The significance of this combination of ideas is that the brothers were able to see one act and not the other and, seeing only one, had an entirely wrong impression of this Egyptian ruler. When Joseph wept he “turned away from them,” so that they could not see his tears. The time for him to reveal himself as their brother had not yet come. Simeon, on the other hand, was bound “before their eyes.” To the guilty, stricken brothers this sight would be exceedingly painful, in the same category as Zedekiah’s seeing the murder of his sons just before his eyes were put out by Nebuchadnezzar, king of Babylon, whom he had rebelled against (cf. Jer. 52:10-11). The brothers would have judged Joseph to be harsh, vindictive and unfeeling. Little did they know that beneath his rough ways, intended for their good, there was a heart filled with the most compassionate love for them.

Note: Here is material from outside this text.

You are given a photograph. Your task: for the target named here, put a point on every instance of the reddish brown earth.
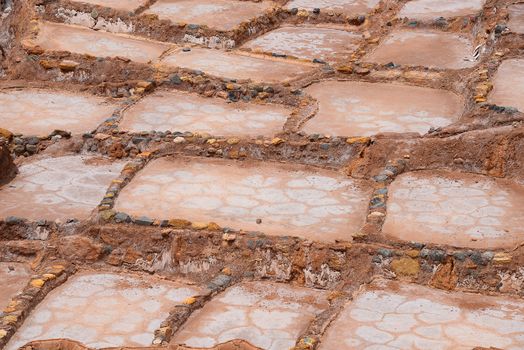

It is often that way in our relationship to God. Sin brings God’s harsh treatment, and we see only harsh treatment. We do not see that even this flows from God’s love for us. We do not see that God’s love and discipline are complementary.

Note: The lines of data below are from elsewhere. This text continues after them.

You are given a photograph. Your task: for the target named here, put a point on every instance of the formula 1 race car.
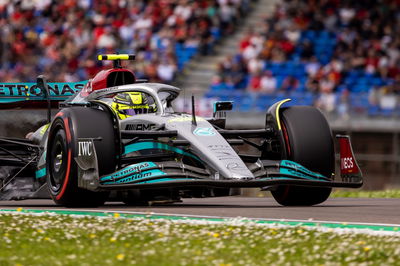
(118, 138)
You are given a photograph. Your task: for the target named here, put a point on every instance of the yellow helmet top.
(127, 104)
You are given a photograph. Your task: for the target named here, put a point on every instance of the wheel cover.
(58, 163)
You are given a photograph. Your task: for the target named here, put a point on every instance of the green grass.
(68, 240)
(391, 193)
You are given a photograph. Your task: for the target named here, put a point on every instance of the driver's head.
(127, 104)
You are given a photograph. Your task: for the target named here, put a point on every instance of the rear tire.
(62, 170)
(308, 141)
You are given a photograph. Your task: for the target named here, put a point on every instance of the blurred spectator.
(268, 83)
(290, 84)
(334, 49)
(60, 39)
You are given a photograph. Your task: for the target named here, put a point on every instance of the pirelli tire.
(308, 140)
(69, 125)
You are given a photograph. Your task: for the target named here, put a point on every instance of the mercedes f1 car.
(118, 138)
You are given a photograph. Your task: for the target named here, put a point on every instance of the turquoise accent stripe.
(40, 173)
(139, 176)
(156, 145)
(27, 91)
(131, 169)
(165, 180)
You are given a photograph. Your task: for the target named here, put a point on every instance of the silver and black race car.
(92, 151)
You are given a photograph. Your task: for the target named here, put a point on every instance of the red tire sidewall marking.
(66, 178)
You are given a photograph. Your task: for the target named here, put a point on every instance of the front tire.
(62, 170)
(308, 141)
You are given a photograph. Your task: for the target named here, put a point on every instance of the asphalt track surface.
(344, 210)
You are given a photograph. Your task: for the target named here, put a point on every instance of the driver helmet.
(127, 104)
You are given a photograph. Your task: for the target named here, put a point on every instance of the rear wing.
(28, 94)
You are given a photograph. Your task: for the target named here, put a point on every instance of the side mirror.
(220, 107)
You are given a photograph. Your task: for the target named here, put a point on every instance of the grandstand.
(62, 38)
(342, 56)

At this period of history the capital of Egypt was at Memphis, about ten miles south of the present city of Cairo, and Jacob was presumably still living at Hebron (Gen. 35:27). The distance between these places is about two hundred fifty miles. Travel between them would have taken perhaps three weeks, so this must have been a long and difficult journey for the nine remaining brothers. On the one hand, they must have been experiencing a measure of relief. They had been in danger of their lives and had been imprisoned. Now they had been released and were on their way home. On the other hand they were returning without Simeon, who had been required to remain in the prime minister of Egypt’s prison. How would they explain Simeon’s incarceration to their father? In addition, they had been buffeted by God to the point at which they had actually confessed to one another their sin of selling Joseph into slavery.
The brothers must have been relieved yet anxious, grateful yet troubled. They did not need another shock, another unsettling circumstance. Yet this is what they received from God as He continued to work upon their softening consciences.